Academically, she was very bright and was always leading her class. She never came second. Her elder brother wanted her to be a seamstress.

“For reasons best known to him, he didn’t want me to pursue my education. He wanted me to learn sewing. I even attempted to run away, but I failed and found myself in Lagos. I learnt how to sew at 105, Broad Street, at Mr. I. B. Williams’ house. Many suitors were coming for me, but I rebuffed all of them based on good character,” she recalls.

But when the love of her life, James Afolabi Akande, who was her brother’s friend came along, she knew he was the one because she saw in him good character, love, devotion, and the fear of God. He attended Grammar School, Ibadan. He loved her and wanted her as evidenced by his proposal, which she gladly accepted.
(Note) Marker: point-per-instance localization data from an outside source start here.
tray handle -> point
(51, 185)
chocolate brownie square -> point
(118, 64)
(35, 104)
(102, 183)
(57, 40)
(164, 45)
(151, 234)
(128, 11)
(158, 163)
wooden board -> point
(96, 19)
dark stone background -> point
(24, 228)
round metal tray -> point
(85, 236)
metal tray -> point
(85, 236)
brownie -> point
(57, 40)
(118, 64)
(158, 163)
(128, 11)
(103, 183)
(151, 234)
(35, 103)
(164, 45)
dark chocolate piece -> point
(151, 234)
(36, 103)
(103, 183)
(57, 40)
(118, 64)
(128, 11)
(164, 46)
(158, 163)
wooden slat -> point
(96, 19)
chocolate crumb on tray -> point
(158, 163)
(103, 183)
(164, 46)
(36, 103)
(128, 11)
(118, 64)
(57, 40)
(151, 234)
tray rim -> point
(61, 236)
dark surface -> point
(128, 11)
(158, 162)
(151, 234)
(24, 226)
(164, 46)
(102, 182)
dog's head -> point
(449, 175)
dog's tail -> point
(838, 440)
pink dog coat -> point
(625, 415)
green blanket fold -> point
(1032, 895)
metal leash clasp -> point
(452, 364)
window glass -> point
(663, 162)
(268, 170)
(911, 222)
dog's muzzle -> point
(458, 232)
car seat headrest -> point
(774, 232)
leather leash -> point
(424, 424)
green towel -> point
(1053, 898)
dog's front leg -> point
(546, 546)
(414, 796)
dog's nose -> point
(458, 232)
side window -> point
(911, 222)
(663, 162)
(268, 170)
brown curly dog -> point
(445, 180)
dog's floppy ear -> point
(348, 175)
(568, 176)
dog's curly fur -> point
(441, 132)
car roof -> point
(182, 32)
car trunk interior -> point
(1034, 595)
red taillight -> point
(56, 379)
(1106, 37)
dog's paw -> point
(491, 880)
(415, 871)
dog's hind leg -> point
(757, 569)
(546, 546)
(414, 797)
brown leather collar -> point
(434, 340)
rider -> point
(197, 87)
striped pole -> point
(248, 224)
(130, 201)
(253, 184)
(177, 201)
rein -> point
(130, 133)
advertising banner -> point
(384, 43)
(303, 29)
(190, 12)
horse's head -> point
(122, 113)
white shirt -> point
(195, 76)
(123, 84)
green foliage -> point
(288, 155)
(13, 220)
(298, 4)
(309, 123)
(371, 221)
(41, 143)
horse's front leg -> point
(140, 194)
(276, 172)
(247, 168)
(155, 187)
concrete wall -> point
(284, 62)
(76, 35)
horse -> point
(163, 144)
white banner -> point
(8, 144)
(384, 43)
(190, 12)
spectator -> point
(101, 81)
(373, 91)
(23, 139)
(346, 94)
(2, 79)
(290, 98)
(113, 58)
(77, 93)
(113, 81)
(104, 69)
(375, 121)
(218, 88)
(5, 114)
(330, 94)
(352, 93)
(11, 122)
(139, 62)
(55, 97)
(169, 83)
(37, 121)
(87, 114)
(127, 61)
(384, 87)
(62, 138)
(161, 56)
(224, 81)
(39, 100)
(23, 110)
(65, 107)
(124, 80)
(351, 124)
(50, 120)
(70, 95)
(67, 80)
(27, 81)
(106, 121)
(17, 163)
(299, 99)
He was the only Christian in his family and they had a court marriage.

“We had a beautiful marriage and lived together happily until death came,” she says.

She was an active politician in the Action Group days. As a seamstress, she had a lot of apprentices, whom she taught sewing and housing.

“I was the organising secretary in Ibadan, while Habibatu Mogaji was the organising secretary for Lagos. HID Awolowo and I are good friends although I am older. She is one of those that hold me in high esteem. We were like sisters, as we related very well and worked very hard for the progress of the Party. Looking back now, I can say that those were very interesting moments for all of us,” she says smiling.

In spite of her old age, she still remembers everything vividly. She is able to give precise description of how life was in her prime.

“Life was good. Children obeyed their parents. You couldn’t do what you liked. You were sanctioned, corrected or caned. Unlike now, that parents have thrown the cane away and are pampering children.

“We stayed at home, as mothers to take care of our families; unlike now that women go to work all day, leaving the children unattended to. Then, mothers took care of their children and were responsible for them. But today, things have changed for the worse and this is why children no longer respect their parents”.

She urged parents, especially mothers to train their kids in the way of the Lord. According to her, a mother’s role is God-ordained. Thus, they are to conceive, nourish, love and train. Like Hannah, they should pray and be good mothers. In her view, a good mother must show her children the way of the Lord by giving them back to Him.